Qualitative comparison between YOLOv5 and YOLOv6

I used the s version of both models to detect objects on the following images

YOLOv6s Results

YOLOv5s Results

YOLOv6s Results

YOLOv5s Results

YOLOv6s Results

YOLOv5s Results

We can clearly see that YOLOv6s detects more objects in the image and has higher confidence about their label.

Flexibility

Both projects have similar approaches to creating different model sizes. The biggest difference is that YOLOv5 uses YAML, whereas YOLOv6 defines the model parameters directly in Python. A precursory glance also indicates that YOLOv5 might be a bit more customizable to a certain extent.

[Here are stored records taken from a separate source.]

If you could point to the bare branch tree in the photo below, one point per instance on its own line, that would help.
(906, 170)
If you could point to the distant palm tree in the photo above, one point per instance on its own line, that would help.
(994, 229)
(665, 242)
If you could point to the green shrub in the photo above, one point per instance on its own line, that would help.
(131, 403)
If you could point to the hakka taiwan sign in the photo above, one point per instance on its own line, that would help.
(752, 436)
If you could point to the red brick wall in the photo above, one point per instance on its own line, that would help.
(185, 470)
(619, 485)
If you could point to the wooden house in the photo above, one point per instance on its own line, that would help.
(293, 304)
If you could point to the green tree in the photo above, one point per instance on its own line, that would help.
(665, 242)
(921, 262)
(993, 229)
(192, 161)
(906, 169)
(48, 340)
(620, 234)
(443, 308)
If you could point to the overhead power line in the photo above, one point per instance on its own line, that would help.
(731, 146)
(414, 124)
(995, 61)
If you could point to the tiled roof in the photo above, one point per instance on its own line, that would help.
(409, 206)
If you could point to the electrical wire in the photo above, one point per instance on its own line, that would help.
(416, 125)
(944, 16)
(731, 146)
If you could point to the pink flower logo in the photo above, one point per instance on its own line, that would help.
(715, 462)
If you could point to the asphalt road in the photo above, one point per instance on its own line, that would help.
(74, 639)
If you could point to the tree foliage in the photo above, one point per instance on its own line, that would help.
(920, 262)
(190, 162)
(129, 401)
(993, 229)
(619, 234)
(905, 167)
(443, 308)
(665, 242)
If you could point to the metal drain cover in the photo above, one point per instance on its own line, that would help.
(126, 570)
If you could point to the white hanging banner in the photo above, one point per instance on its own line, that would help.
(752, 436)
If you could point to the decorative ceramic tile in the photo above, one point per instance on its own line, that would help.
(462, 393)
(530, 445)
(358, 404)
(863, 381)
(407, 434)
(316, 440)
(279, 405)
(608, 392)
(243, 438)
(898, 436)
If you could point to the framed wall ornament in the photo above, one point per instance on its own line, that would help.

However, the fact that YOLOv6 is so flexible means that we could see larger versions of YOLOv6 in the future with even higher accuracy predictions!

If you create a larger YOLOv6 model, let us know on Discord! We’d love to see it!

Usage

You can interact with the latest version of YOLOv6 using DagsHub’s application. If you want to use it on your local machine follow these steps:

Installation

git clone https://dagshub.com/nirbarazida/YOLOv6 cd
YOLOv6 pip install -r requirements.txt 
dvc pull

Inference

Use YOLOv6s

python tools/infer.py --weights yolov6s.pt --source <path to image/directory>

Use YOLOv6n

python tools/infer.py --weights yolov6n.pt --source <path to image/directory>

Conclusion

YOLOv6 is one of the most exciting OSDS projects recently released. It provides state-of-the-art results and a significant improvement on all fronts compared to previous YOLO versions. The maintainers are currently focused on enriching the types of models, deployment options, and quantization tools. Still, as with any open source project, the community can greatly impact its roadmap and progress curve.

Although the project is still in its early days, it looks very promising, and I'm intrigued to see what other benchmarks it will break in the future.